The voice input feature is similar to a voice assistant on a cell phone, in that the user simply presses a button, says their question, and ChatGPT converts it to text, generates the answer, and then converts the answer to speech and plays it back to the user. openAI says this is a much more natural and convenient way of interacting with the user, and because of LLM’s technology, the answers will be of higher quality. openAI has also developed a new text-to-speech feature, which will be available to ChatGPT Plus subscribers “very soon”. OpenAI has also developed a new text-to-speech model that generates human voices based on a few seconds of sample speech. Users can choose from five options for ChatGPT’s voice, and there are more potential uses for this model. For example, OpenAI is working with Spotify to translate podcasts into other languages while preserving the voice of the podcast host. However, there are some risks associated with the model, such as the possibility that it could be used maliciously to impersonate public figures or commit fraud. As a result, OpenAI says the model will not be widely open, but will be strictly controlled and limited.

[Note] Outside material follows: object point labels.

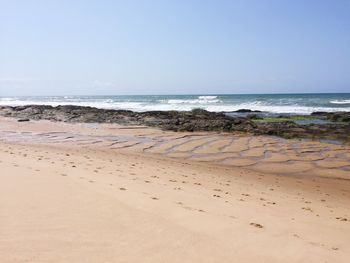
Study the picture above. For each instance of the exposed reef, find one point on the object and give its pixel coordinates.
(331, 126)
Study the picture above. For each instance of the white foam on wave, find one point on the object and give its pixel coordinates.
(210, 103)
(340, 101)
(199, 100)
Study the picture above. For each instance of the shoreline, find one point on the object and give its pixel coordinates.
(104, 192)
(319, 125)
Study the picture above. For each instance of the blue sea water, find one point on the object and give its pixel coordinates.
(271, 103)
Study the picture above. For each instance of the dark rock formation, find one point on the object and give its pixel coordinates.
(195, 120)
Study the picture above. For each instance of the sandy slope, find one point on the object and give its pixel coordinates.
(64, 202)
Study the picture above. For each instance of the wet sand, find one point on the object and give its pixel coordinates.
(109, 193)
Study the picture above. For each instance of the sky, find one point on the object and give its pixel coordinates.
(82, 47)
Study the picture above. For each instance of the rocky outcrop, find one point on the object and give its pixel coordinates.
(195, 120)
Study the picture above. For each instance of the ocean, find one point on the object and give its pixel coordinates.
(270, 103)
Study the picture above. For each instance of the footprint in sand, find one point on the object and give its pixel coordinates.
(256, 225)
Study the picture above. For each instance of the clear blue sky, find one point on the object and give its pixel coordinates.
(170, 47)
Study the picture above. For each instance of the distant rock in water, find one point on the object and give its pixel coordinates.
(246, 111)
(195, 120)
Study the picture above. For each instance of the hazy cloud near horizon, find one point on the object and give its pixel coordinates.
(173, 47)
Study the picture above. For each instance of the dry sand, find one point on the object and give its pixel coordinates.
(107, 193)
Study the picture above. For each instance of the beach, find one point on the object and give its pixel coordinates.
(87, 192)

The image input function is similar to Google Lens, allowing users to take pictures of things they are interested in and upload them to ChatGPT, which tries to recognize what the user wants to ask and give them the appropriate answer. Users can also use the app’s drawing tools to help express their questions or communicate with voice or text input, and ChatGPT has the advantage of being able to have multiple conversations rather than a one-time search. If the user is not satisfied with the answer or wants more information, they can continue to ask ChatGPT questions to get a more accurate and comprehensive answer. Of course, there are some potential problems with image search. For example, when dealing with images of people, OpenAI says they have limited ChatGPT’s ability to analyze and directly evaluate people, both to ensure accuracy and to protect privacy, meaning that uploading a person’s photo to know who he/she is is not yet possible.
It is noted that since launching ChatGPT in early 2022, OpenAI has been working hard to add more features and capabilities to its bot while avoiding causing new problems to arise. With this update, the company is trying to find a balance on that line, by consciously limiting what its new models can do. But this approach isn’t a long-term solution, and as more and more people use voice control and image search, and as ChatGPT evolves into a truly multimodal and useful virtual assistant, it’s going to become increasingly difficult to maintain safe and sensible boundaries.